The example below illustrates how log enrichment adds meaningful context (status text) to the audit logs generated, allowing SREs and DevOps engineers to audit user transactions and logins and troubleshoot whether a user login failure is due to invalid credentials or an internal server error.
Consider a case where an application is upgraded, and as a result, a new audit log is generated that lists the users’ login status, but doesn’t tell you whether the user login is successful or failed.
So, this log data needs to be enriched, and for the given example, we would use a CSV file, which maps the status code with the status description and can therefore be used to enrich the logs.
Log enrichment is a two-step process.

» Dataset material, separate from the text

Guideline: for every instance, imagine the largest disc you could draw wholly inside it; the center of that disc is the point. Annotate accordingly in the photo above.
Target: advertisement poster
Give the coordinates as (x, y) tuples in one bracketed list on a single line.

First, you must define and upload the type of enrichment source (CSV in this case) and then map the source field in the raw data and enrichment fields to be added to the log data.
Once the CSV enrichment source has been defined, you must define an enrichment policy by providing the condition used to trigger it using the fields present in the logs. One or more enrichment source is then associated to the policy, providing the mapping to the source field and target enrichment fields.
After the enrichment policy for the audit is enabled, the logs are enriched with the “Status Text” field, which provides the audit status and meaningful context to an analyst or SRE troubleshooting the application issues. Further, the analyst may choose to create an alert and be notified whenever a user’s login status shows a failure.
Applying log enrichment on log data alongside the other advanced capabilities of BMC Helix Log Analytics can be invaluable for managing, maintaining, and troubleshooting IT systems; identifying performance or configuration issues; and meeting operational objectives and service level agreements (SLAs).